La botanique est un domaine où se côtoient deux langues, l’une, qui appartient aux taxinomistes, créée essentiellement à partir des travaux du botaniste suédois Carl Von  Linné, au xviiie siècle, propose des noms de plantes formés le plus souvent à partir de racines grecques ou latines ; l’autre, beaucoup plus ancienne et populaire, use de termes courants pour désigner ces mêmes plantes, le plus souvent en recourant à de savoureuses analogies. On en a un exemple avec la famille des Renonculacées. Ce nom est dérivé du latin ranuncula, « petite grenouille », parce que beaucoup de ces plantes vivent dans des lieux humides. Au nombre des Renonculacées figure le bassinet, encore appelé, en raison de sa couleur bassin d’or ou pour sa forme quand il n’est pas entièrement ouvert, bouton d’or. C’est aussi par analogie de forme que la clématite (du grec klema, « sarment ») est appelée barbe-de-chèvre ou berceau-de-la-vierge, et que la dauphinelle (du grec delphis, « dauphin ») est appelée pied d’alouette. La ficaire (du latin ficus, « figue », puis « verrue ») est une de celles qui a reçu le plus de noms populaires : pour ses fleurs d’un beau jaune d’or, on l’a appelée éclairette ; parce qu’elle pousse dans les lieux humides on l’appelle parfois grenouillette. Les racines de cette plante, dont la forme rappelle celle des tumeurs hémorroïdales, leur avaient fait attribuer autrefois la propriété de guérir cette affection ; on croyait même qu’il suffisait d’en porter dans sa poche pour s’en préserver. De là ses noms d’herbe aux hémorroïdes et herbe du siège.  Enfin, c’est parce que ses feuilles, cuites à l’eau, sont savoureuses qu’elle est aussi appelée pissenlit doux.

Alexandre C. (Perpignan)

Le 6 juin 2013

Courrier des internautes

Je m’interroge (et ne parviens pas à me répondre !). Voici :

Faut-il dire « ne m’en veuillez pas » ou « ne m’en voulez pas » ?

S’il faut dire « ne m’en voulez pas », pourquoi dit-on « veuillez trouver ci-joint votre éléphant apprivoisé », et non « voulez trouver ci-joint votre éléphant apprivoisé » ?

Alexandre C. (Perpignan, 15 février)

L’Académie répond

Les formes courantes sont veuille, veuillez. Elles sont devenues des formules de politesse : Veuillez vous asseoir. Les autres, veux, (voulons), voulez, sont très rares à la forme affirmative (sens fort). Elles font appel à une ferme volonté et s’emploient surtout avec une négation : Ne m’en voulez pas. Mais on dit fort bien et beaucoup plus souvent : Ne m’en veuille pas, ne m’en veuillez pas.

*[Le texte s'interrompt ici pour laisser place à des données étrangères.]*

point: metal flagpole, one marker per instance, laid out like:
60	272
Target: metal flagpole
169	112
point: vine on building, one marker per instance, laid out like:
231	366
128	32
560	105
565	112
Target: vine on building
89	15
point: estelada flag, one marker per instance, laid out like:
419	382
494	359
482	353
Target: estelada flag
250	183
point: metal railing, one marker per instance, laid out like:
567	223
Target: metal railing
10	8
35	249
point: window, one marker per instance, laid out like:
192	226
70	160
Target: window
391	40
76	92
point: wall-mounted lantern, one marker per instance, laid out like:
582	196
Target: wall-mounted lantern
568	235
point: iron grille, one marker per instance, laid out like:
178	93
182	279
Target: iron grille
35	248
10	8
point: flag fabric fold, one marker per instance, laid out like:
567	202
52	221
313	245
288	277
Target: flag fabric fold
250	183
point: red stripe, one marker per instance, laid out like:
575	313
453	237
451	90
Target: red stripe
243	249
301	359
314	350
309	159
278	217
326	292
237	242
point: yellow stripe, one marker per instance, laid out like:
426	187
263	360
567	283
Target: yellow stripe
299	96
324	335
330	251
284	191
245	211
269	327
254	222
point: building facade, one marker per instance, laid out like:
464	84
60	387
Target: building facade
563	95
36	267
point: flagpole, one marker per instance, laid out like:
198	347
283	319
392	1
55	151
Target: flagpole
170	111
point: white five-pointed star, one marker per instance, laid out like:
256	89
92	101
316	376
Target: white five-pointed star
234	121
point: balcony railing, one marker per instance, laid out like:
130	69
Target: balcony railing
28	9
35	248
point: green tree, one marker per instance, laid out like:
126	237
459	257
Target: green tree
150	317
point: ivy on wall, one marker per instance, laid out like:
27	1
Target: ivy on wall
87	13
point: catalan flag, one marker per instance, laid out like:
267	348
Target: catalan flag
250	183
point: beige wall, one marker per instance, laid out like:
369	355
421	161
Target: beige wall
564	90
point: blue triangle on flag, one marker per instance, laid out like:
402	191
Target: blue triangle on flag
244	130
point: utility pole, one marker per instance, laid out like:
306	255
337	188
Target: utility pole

Bangaly K. (Côte d’Ivoire)

Le 6 juin 2013

Courrier des internautes

J’aimerais savoir s’il faut dire « prendre une voiture, un bus... » ou « emprunter une voiture, un bus... ».

Bangaly K. (Côte d’Ivoire, 15 février)

L’Académie répond

Avec un moyen de transport, on utilise le verbe prendre dans le sens d’utiliser.

Dans ce cas, prendre et emprunter sont synonymes, mais prendre est beaucoup plus courant : Prendre le train, l’avion, le bus, le métro.

Emprunter se rencontre parfois : Les voyageurs sont invités à emprunter les voitures de queue.

Mais force est de constater qu’aujourd’hui emprunter s’emploie beaucoup plus avec le sens de « se faire prêter » : Emprunter une bicyclette, emprunter une voiture à un ami.